Once trained, I choose "supplied test set" from the test options, select
the test.csv file and indicate it has no class. Under more, I request a
PlainText output as well.
Then I right click on my RF result and ask Weka to use the supplied test
set, but it returns right away complaining about a negative class
index... which is not part of the test.csv file.

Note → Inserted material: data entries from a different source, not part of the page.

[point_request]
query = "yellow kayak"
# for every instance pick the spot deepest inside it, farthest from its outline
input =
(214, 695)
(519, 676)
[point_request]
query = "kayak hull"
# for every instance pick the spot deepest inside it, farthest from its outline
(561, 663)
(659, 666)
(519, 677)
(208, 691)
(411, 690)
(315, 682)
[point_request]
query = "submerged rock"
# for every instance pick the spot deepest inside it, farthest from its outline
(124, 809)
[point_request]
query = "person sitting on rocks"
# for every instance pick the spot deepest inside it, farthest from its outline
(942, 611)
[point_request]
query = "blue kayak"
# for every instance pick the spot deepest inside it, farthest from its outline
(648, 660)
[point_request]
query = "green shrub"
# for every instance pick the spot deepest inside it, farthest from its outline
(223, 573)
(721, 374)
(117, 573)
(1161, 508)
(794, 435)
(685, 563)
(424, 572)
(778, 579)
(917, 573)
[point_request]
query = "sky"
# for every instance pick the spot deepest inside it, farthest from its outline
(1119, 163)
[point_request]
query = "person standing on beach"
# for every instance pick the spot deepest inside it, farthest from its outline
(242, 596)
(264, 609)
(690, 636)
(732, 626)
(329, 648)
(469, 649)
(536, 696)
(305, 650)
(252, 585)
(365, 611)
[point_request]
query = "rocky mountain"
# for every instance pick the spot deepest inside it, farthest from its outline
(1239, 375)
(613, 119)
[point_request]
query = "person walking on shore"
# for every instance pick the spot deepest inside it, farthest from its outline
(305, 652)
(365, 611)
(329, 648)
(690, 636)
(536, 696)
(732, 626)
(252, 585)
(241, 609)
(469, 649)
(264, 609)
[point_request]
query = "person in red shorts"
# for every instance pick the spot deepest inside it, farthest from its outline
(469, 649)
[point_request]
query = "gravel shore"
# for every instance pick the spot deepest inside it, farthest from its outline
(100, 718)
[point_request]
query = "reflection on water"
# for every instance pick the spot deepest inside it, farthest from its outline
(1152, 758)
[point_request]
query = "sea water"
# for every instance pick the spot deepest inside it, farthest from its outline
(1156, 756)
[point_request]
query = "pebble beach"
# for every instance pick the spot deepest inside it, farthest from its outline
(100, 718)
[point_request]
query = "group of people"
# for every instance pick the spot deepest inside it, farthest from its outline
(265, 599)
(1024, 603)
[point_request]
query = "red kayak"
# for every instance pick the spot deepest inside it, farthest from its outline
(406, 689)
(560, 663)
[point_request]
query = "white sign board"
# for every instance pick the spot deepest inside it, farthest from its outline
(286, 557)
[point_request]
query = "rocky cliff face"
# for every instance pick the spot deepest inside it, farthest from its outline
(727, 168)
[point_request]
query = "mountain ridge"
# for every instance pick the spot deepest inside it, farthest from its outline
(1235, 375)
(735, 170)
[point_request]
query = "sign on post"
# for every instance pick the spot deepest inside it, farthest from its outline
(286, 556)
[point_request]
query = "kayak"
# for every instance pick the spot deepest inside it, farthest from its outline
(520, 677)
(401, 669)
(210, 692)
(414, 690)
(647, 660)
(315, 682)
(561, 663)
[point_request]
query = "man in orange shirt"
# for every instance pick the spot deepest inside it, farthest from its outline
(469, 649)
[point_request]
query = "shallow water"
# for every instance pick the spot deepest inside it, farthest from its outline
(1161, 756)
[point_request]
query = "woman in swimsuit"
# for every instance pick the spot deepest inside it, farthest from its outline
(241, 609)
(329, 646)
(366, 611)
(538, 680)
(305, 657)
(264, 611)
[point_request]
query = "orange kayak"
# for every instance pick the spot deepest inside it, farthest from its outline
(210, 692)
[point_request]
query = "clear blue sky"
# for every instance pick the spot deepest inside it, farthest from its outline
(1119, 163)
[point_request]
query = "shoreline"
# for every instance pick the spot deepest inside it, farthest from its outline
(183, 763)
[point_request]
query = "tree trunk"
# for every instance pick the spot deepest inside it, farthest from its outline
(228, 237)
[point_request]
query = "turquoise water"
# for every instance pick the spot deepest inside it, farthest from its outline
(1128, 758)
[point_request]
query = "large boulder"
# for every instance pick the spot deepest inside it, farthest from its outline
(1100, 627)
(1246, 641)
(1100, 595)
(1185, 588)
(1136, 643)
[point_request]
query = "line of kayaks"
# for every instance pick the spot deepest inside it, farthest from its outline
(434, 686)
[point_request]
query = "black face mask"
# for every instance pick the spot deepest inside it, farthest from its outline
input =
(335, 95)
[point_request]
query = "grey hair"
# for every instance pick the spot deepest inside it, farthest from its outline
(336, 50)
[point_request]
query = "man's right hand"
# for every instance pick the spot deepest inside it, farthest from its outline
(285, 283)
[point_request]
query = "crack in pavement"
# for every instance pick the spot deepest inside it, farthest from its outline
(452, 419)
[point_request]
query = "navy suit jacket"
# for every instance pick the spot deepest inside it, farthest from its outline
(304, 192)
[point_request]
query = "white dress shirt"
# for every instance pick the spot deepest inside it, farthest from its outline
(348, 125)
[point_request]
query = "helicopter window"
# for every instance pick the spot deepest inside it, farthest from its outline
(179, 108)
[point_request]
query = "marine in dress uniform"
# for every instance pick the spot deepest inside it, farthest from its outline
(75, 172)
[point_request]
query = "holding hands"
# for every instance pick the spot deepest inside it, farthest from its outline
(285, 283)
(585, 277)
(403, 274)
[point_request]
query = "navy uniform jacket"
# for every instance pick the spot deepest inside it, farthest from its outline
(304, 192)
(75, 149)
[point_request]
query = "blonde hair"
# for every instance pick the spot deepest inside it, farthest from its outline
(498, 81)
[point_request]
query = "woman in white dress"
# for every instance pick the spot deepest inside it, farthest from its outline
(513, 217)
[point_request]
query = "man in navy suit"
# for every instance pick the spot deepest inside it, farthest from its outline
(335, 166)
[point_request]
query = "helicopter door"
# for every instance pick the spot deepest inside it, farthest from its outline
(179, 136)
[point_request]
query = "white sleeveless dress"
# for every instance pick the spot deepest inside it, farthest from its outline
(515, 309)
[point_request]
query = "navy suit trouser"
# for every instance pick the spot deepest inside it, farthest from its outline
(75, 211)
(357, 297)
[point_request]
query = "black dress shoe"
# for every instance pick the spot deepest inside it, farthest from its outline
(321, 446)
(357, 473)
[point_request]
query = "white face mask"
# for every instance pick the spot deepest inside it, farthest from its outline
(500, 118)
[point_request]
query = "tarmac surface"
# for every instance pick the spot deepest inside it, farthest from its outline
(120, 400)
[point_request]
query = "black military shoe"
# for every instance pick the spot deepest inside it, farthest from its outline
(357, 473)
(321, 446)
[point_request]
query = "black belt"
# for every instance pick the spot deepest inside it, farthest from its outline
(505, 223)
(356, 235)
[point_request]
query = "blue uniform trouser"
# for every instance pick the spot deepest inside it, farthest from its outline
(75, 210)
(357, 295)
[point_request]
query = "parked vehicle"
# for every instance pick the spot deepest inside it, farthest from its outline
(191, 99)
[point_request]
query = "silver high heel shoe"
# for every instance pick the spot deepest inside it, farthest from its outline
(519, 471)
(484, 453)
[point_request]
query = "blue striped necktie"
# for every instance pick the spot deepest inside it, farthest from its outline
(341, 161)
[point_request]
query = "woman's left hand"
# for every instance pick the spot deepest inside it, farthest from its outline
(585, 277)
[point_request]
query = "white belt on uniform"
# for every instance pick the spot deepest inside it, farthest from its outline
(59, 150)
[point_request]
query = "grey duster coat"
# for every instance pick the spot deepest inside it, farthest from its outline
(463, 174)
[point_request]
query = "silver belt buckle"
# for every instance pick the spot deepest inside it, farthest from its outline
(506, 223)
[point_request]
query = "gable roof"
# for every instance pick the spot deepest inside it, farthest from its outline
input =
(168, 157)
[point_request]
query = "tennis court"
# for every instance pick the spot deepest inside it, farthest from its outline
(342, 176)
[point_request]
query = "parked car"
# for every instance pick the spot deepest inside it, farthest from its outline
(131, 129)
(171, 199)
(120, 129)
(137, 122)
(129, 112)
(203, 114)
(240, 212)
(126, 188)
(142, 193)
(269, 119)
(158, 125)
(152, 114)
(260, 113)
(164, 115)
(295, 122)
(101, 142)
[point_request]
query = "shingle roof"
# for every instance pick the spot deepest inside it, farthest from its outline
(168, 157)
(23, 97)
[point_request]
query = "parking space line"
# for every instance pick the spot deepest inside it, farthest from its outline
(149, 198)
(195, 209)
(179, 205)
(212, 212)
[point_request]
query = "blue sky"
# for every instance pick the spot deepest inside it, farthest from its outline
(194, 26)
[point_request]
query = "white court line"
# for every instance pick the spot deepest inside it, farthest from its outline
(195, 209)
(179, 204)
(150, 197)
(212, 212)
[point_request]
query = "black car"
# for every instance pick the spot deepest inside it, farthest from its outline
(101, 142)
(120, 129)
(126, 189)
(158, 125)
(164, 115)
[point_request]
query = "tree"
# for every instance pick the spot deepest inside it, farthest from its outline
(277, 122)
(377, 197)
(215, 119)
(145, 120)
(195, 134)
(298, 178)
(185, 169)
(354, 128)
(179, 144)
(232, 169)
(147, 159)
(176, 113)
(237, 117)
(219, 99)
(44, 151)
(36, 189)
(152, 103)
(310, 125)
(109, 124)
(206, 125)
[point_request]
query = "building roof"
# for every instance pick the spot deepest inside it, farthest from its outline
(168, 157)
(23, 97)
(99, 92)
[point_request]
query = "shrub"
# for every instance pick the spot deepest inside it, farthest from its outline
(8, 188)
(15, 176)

I was trying to reproduce the steps outlined in
http://www.cc.uah.es/drg/courses/datamining/ClassifyingNewDataWeka.pdf

What have I missed? Should I create a dummy attribute? When I do, it's
treated as string and yields another kind of error...
TIA
JP

PS: I process the Kaggle train.csv to have a suitable class attribute
and select manually the class from the GUI
_______________________________________________
Wekalist mailing list
Send posts to: [hidden email]
List info and subscription status: https://list.waikato.ac.nz/mailman/listinfo/wekalist
List etiquette: http://www.cs.waikato.ac.nz/~ml/weka/mailinglist_etiquette.html
Reply | Threaded
Open this post in threaded view
|

Re: Class index is negative

Peter Reutemann
> I am still new with Weka and started to go through the MOOC while
> experimenting on the Kaggle Titanic data set.
>
> After applying ZeroR, I am trying an RF classification eliminating a few
> variables from the training set.
> Once trained, I choose "supplied test set" from the test options, select the
> test.csv file and indicate it has no class. Under more, I request a
> PlainText output as well.
> Then I right click on my RF result and ask Weka to use the supplied test
> set, but it returns right away complaining about a negative class index...
> which is not part of the test.csv file.
>
> I was trying to reproduce the steps outlined in
> http://www.cc.uah.es/drg/courses/datamining/ClassifyingNewDataWeka.pdf
>
> What have I missed? Should I create a dummy attribute? When I do, it's
> treated as string and yields another kind of error...
> TIA
> JP
>
> PS: I process the Kaggle train.csv to have a suitable class attribute and
> select manually the class from the GUI

The test set (or dataset to make predictions with) has to have the
same data structure, i.e., also a class attribute. The class attribute
can have missing values or just dummy categorical values - they get
removed before making a predictions anyway.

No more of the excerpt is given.